Beyond ROI Guesswork – How Smart Brands Predict Campaign Success

Measuring marketing’s impact has become more complex than ever. While data gives us incredible insights into campaign performance, it also presents a challenge: how do we turn these insights into actionable strategies that drive real business growth? This is where the power of predictive analytics comes into play, helping leading brands to predict campaign success and transform their marketing strategies.

Why Traditional Campaign Planning Falls Short

Think about the last time you launched a marketing campaign. If you’re like most marketers, you probably relied heavily on historical data and industry benchmarks to guide your strategy. But in today’s fast-paced digital landscape, looking in the rearview mirror isn’t enough. Markets shift, consumer behaviors evolve, and what worked yesterday might not work tomorrow.

We leverage a comprehensive forecasting methodology that goes beyond traditional planning. By weaving together multiple data streams – from media performance and operational insights to first-party customer data and macro-environmental trends – we create a complete picture of your marketing landscape. This isn’t just about collecting data; it’s about understanding the story it tells and using those insights to shape future success.
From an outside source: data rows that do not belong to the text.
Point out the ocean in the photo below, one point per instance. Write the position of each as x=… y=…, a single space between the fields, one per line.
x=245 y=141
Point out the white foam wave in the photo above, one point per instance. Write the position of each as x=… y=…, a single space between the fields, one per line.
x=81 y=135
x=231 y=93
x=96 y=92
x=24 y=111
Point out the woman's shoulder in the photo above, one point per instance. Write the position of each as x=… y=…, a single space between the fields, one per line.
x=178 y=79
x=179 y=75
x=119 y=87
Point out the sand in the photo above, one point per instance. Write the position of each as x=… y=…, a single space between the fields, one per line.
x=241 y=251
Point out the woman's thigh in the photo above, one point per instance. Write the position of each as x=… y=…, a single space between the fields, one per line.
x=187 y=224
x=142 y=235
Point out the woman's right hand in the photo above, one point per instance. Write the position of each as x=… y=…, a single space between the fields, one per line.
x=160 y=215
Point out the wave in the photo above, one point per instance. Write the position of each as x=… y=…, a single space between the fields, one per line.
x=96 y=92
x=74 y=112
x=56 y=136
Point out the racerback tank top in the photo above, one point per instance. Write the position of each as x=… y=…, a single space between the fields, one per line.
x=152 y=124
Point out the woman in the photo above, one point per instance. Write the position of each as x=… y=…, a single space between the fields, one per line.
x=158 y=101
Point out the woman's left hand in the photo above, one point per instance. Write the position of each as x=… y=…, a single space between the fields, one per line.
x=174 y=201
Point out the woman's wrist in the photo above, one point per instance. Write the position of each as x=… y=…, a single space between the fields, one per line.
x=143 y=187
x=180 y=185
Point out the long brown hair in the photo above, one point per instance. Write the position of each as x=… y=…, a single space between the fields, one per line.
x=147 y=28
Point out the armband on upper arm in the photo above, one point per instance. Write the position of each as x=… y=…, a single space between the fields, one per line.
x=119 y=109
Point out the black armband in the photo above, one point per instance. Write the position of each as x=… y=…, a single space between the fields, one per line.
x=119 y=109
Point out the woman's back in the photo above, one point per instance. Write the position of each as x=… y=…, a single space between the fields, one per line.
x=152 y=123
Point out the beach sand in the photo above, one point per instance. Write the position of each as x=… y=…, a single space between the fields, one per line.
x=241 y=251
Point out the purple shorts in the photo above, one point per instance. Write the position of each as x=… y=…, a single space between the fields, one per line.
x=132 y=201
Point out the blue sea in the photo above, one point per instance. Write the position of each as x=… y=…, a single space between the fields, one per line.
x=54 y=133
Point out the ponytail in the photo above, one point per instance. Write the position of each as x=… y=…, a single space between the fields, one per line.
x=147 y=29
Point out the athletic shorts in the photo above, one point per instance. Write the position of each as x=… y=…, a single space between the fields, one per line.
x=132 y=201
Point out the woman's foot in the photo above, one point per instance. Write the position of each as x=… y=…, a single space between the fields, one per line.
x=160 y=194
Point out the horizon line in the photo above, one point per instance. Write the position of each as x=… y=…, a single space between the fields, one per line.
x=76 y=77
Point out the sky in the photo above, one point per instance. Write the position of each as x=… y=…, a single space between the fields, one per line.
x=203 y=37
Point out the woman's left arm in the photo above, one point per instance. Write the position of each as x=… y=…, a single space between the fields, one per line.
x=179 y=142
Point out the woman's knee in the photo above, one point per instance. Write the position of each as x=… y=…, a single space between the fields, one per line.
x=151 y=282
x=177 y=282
Understanding Our Dual Indicator Approach

Think of our approach like a GPS for your marketing journey. We use two types of indicators to guide your campaigns toward success:

Leading Indicators: Your Early Warning System

These are the real-time signals that tell us how your campaign is performing right now. We track everything from audience engagement to website behavior, giving us immediate insights into what’s working and what needs adjustment. This includes monitoring your reach effectiveness, analyzing how viewers engage with your content, and measuring the quality of attention your ads receive.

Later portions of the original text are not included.